Backlight bleed in the corner of an IPS monitor — static bright patch that does not move with viewing angle
Backlight bleed appears as a static bright patch, typically near the bezel edge. It does not shift with angle.
  • IPS Glow: An optical property of the IPS liquid crystal structure. Shifts and intensifies when you change your viewing angle. Present on all IPS panels to some degree. Not a defect — it is physics.
  • Backlight Bleed: A mechanical defect caused by gaps in the panel sandwich. Remains in exactly the same position regardless of your viewing angle. More common on large panels and budget builds.

Use our Display Test with a pure black field: if you see corner brightening, shift your head 30 degrees left and right. If the bright area moves with you — that is IPS glow. If it stays fixed — that is backlight bleed. See our full IPS Glow vs. Bleed guide for a detailed breakdown.
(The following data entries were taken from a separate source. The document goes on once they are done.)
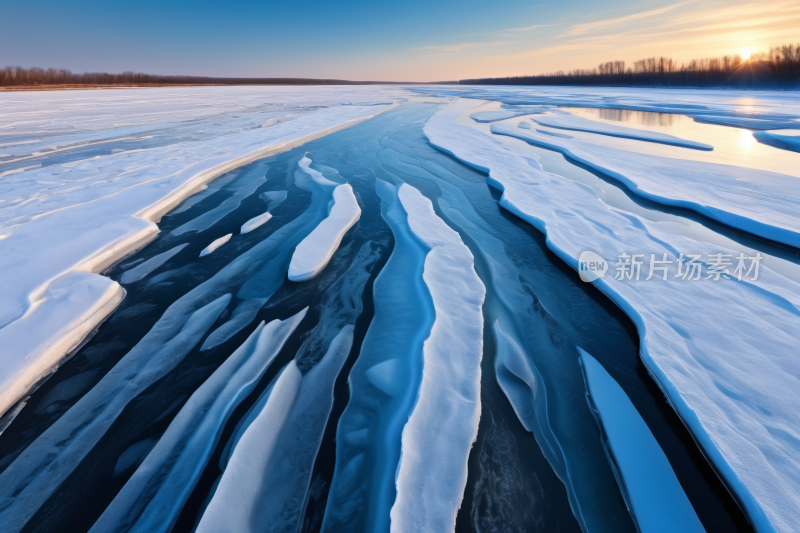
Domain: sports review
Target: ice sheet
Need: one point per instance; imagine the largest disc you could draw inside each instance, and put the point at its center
(153, 497)
(44, 465)
(727, 362)
(255, 222)
(569, 122)
(86, 215)
(653, 494)
(215, 244)
(760, 202)
(314, 252)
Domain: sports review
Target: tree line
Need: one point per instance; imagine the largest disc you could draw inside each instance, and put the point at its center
(31, 77)
(780, 67)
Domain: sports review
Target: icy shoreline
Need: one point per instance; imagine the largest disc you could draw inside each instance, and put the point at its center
(54, 231)
(690, 357)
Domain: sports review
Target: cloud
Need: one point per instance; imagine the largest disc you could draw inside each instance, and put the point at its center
(453, 47)
(589, 26)
(529, 27)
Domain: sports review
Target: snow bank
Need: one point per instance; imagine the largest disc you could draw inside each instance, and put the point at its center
(653, 494)
(569, 122)
(785, 142)
(141, 271)
(215, 244)
(383, 384)
(761, 202)
(737, 108)
(255, 222)
(267, 478)
(314, 252)
(502, 114)
(47, 462)
(34, 346)
(86, 215)
(726, 363)
(235, 504)
(439, 433)
(154, 496)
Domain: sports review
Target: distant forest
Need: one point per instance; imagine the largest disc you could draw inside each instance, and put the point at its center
(778, 68)
(32, 77)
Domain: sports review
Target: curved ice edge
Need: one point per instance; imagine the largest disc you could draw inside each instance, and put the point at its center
(268, 474)
(115, 250)
(72, 308)
(312, 254)
(389, 365)
(255, 222)
(154, 495)
(47, 462)
(618, 131)
(432, 472)
(760, 229)
(735, 486)
(652, 493)
(784, 142)
(215, 244)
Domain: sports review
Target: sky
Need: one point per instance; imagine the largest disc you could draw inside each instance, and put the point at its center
(413, 40)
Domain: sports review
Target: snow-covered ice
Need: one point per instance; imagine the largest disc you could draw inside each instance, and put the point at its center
(255, 222)
(267, 477)
(152, 498)
(652, 492)
(444, 422)
(314, 252)
(697, 359)
(44, 465)
(569, 122)
(761, 202)
(216, 243)
(86, 215)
2. Our Testing Methodology

Standardized Dark-Room Test Protocol

  • Signal source: BlackScreen.live Display Test — native GPU-rendered pure black (#000000), bypassing all compression
  • Warm-up: 30 minutes from cold start before measurement
  • Room: Fully dark, blackout curtains, no ambient light sources
  • Brightness: 100% OSD brightness for maximum glow visibility; also noted at calibrated 120 nits
  • Viewing distance: 60 cm, straight-on center, then 45° off-axis
  • Camera (for documentation): Fixed exposure — ISO 1600, f/4, 1/30s — identical across all units
  • Rating scale: 5-point scale from Minimal to Severe, assessed by two reviewers independently

3. IPS Glow Database

Filter by brand, panel type, or glow rating. All tests conducted at 100% brightness in a fully dark room. "At 120 nits" column reflects typical desktop use conditions.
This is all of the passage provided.